Skurka was inspired by a 2003 article about the route published in Backpacker magazine and written by Ron Strickland of Seattle. Strickland founded the Pacific Northwest Trail connecting Glacier and Olympic national parks in 1970. He came up with the Sea to Sea Route years ago but was reluctant to attempt the grueling trek himself.

“A lot of hikers are introverts who are out there because they want to get away from everything,” said Strickland.

“But Andy is really part of an earlier tradition where, if you’re deep in the wilderness and you meet another person, you stand there for a while and talk.”

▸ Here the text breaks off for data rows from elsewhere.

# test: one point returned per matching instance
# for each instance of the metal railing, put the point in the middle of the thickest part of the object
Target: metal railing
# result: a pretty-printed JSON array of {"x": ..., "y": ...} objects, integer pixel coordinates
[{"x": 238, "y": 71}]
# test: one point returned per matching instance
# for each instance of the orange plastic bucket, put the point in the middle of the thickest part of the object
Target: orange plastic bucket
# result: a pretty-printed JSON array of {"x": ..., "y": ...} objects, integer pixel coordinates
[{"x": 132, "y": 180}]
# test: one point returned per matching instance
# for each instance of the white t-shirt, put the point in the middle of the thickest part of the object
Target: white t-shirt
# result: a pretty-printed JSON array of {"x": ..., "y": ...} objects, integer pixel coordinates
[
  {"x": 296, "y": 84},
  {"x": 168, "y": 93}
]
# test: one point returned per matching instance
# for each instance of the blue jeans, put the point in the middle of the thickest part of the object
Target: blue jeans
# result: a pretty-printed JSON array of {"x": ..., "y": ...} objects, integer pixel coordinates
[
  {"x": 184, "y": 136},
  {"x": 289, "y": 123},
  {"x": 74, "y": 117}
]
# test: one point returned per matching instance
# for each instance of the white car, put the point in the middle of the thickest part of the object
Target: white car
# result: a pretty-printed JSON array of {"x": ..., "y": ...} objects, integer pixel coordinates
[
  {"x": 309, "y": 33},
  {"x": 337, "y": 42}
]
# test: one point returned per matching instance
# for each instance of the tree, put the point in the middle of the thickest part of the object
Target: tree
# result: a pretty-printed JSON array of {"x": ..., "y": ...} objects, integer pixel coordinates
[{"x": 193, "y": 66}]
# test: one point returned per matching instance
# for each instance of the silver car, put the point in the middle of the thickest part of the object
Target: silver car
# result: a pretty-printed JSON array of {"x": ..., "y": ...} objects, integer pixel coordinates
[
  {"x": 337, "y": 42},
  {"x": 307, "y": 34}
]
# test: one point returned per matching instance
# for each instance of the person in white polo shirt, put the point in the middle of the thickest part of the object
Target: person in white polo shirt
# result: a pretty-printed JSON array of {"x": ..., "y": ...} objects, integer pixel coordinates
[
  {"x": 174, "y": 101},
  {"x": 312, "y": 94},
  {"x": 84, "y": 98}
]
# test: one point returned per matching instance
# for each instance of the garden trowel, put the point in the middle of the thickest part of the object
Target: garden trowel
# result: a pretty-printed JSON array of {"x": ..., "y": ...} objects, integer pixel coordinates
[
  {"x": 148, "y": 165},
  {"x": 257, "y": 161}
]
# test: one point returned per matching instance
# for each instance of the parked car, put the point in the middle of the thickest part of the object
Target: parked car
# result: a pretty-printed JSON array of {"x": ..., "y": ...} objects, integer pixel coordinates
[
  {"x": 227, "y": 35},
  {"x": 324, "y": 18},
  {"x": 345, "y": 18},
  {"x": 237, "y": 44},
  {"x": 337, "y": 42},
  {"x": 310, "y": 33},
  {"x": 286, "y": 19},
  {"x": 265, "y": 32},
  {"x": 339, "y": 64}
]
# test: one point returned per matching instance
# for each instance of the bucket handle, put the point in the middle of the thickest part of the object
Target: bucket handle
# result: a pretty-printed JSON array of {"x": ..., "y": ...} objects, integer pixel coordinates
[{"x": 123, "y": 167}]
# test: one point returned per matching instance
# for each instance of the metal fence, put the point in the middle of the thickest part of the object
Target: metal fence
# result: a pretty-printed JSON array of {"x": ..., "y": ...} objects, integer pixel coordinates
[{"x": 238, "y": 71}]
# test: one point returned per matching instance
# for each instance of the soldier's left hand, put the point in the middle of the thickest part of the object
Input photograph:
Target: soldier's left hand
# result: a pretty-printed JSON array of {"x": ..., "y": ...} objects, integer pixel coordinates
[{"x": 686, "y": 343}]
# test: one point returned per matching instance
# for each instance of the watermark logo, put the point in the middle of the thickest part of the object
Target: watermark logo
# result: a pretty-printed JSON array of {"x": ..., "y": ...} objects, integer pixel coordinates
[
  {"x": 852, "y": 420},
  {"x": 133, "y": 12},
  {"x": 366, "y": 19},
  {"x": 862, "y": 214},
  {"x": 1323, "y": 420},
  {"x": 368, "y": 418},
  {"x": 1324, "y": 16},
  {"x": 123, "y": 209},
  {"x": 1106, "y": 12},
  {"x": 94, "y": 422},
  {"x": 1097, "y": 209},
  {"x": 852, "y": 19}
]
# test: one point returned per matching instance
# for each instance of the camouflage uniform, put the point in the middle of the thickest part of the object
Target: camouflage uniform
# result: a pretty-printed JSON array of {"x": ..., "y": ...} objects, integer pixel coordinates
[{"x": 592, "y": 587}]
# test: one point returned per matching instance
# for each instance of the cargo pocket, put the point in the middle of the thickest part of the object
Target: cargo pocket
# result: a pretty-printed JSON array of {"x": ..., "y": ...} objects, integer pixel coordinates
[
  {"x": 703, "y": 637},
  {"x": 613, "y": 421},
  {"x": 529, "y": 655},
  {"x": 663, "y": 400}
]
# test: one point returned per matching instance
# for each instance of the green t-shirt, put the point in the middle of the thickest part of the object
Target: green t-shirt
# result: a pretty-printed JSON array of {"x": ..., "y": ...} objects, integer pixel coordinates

After spending almost 10 months planning and mapping his hike, Skurka began his trip Aug. 6, 2004, from Quebec’s Cape Gaspe in Forillon National Park.

The Duke University graduate soon was sleeping outside in zero-degree weather, going weeks without a shower and often alone.

“That was kind of weird,” said Skurka, 24, of Seekonk, Mass.

“I definitely talked to myself, but not out loud unless I was in grizzly country and then I was yelling out every random thought that came into my head.”

His online travel log kept hiking enthusiasts – and his family – apprised of his progress.

Skurka’s parents could do little as he ventured into remote areas and endured frigid weather along the route – they were able to help out with the laundry he sent home, though, wet socks and all.

“In my generation you were expected to graduate college, start a family and buy a house,” said Karen Skurka, a 53-year-old speech therapist who initially tried to dissuade her son from making the cross-continent journey.

“Kids today need to be more creative and sort of pursue their own goals.”

She eventually accepted his plan and even helped manage his Web site.

Skurka’s route took him from the Appalachian to the Pacific Northwest trails, ending up at Cape Alava Beach in the Olympic National Forest.

Along the way he was greeted with well-wishers and people offering their generosity.

“You get a pretty bad impression of mankind these days,” Skurka said.

“But what I’ve found is that people out there are incredibly good. The whole experience has given me much more faith in civilization.”